Unit 5 - Notes

MTH302 9 min read

Unit 5: Point Estimation

Introduction to Point Estimation

Point estimation is the process of finding a single value, or "point estimate," to serve as the best guess or approximation of an unknown population parameter (e.g., population mean $\mu$ , population proportion $p$ , population variance $\sigma^2$ ).

Parameter ( $\theta$ ): A numerical characteristic of a population. It is a fixed, unknown constant.
Estimator ( $\hat{\theta}$ ): A rule or formula, based on sample data, used to estimate the parameter. Since it is a function of random sample data, an estimator is a random variable. It has a probability distribution called a sampling distribution.
Estimate: A specific numerical value of an estimator, calculated from a particular sample.

Example:

Parameter: The true average height of all adult males in a country, $\mu$ .
Estimator: The formula for the sample mean, $\bar{X} = \frac{1}{n} \sum_{i=1}^{n} X_i$ .
Estimate: We take a random sample of 100 males and find their average height to be 175 cm. Here, 175 cm is the point estimate of $\mu$ .
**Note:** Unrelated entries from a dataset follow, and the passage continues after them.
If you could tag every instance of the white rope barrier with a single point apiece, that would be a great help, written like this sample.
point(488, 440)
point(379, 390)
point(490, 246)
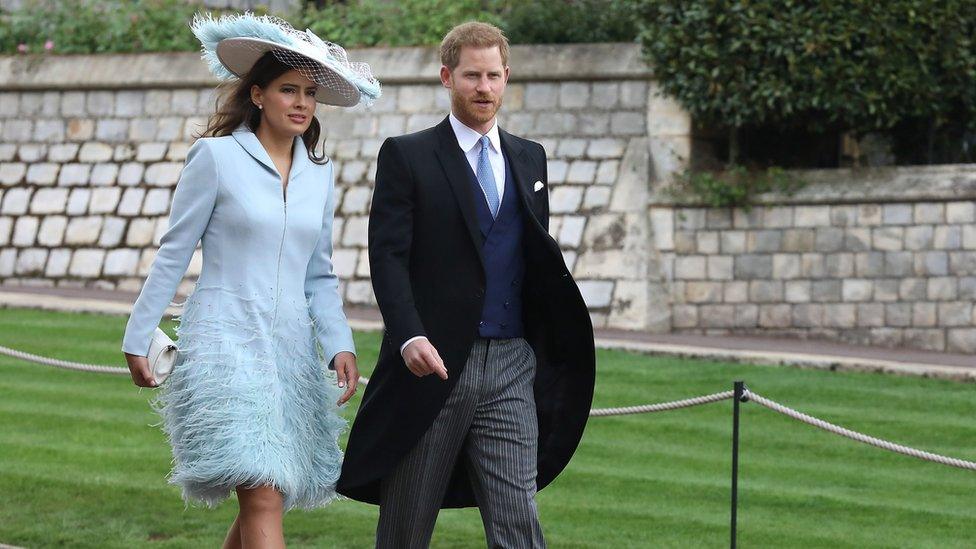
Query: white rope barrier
point(860, 437)
point(663, 406)
point(604, 412)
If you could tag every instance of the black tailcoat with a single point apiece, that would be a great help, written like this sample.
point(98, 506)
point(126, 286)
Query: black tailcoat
point(427, 272)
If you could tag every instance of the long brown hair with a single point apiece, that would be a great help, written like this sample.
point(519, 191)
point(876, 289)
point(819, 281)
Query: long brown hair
point(234, 106)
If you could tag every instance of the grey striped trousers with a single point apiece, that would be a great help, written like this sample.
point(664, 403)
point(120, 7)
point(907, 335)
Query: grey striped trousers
point(490, 415)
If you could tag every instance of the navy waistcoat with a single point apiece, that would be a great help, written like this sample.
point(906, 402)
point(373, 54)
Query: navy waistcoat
point(501, 317)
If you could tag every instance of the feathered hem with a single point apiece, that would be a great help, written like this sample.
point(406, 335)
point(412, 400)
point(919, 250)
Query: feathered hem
point(250, 403)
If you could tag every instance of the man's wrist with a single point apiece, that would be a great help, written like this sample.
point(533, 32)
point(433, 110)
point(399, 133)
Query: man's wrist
point(409, 341)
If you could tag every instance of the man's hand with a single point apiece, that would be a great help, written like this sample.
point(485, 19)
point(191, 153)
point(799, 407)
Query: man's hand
point(347, 374)
point(139, 370)
point(422, 359)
Properties of Good Estimators

How do we determine if an estimator is "good"? We evaluate its statistical properties. The three most important properties are unbiasedness, consistency, and efficiency.

1. Unbiased Estimator

An estimator should, on average, give the correct value of the parameter. It should not systematically overestimate or underestimate the parameter.

Definition:
An estimator $\hat{\theta}$ is an unbiased estimator of a parameter $\theta$ if the expected value (or mean) of its sampling distribution is equal to the true value of the parameter.

$E[\hat{\theta}] = \theta$

Bias:
The bias of an estimator $\hat{\theta}$ is defined as the difference between its expected value and the true parameter.

$Bias(\hat{\theta}) = E[\hat{\theta}] - \theta$

For an unbiased estimator, the bias is zero.

Example 1: Sample Mean ( $\bar{X}$ ) for Population Mean ( $\mu$ )

Let $X_1, X_2, ..., X_n$ be a random sample from a population with mean $E[X_i] = \mu$ . The sample mean is $\bar{X} = \frac{1}{n} \sum X_i$ .

Let's check its expected value:

TEXT

E[X̄] = E[ (1/n) * ΣXᵢ ]
     = (1/n) * E[ ΣXᵢ ]         (by linearity of expectation)
     = (1/n) * ΣE[Xᵢ]           (by linearity of expectation)
     = (1/n) * Σμ               (since E[Xᵢ] = μ for all i)
     = (1/n) * (nμ)
     = μ

Since

E[\bar{X}] = \mu

, the sample mean

\bar{X}

is an unbiased estimator of the population mean

\mu

Example 2: Sample Variance ( $S^2$ ) for Population Variance ( $\sigma^2$ )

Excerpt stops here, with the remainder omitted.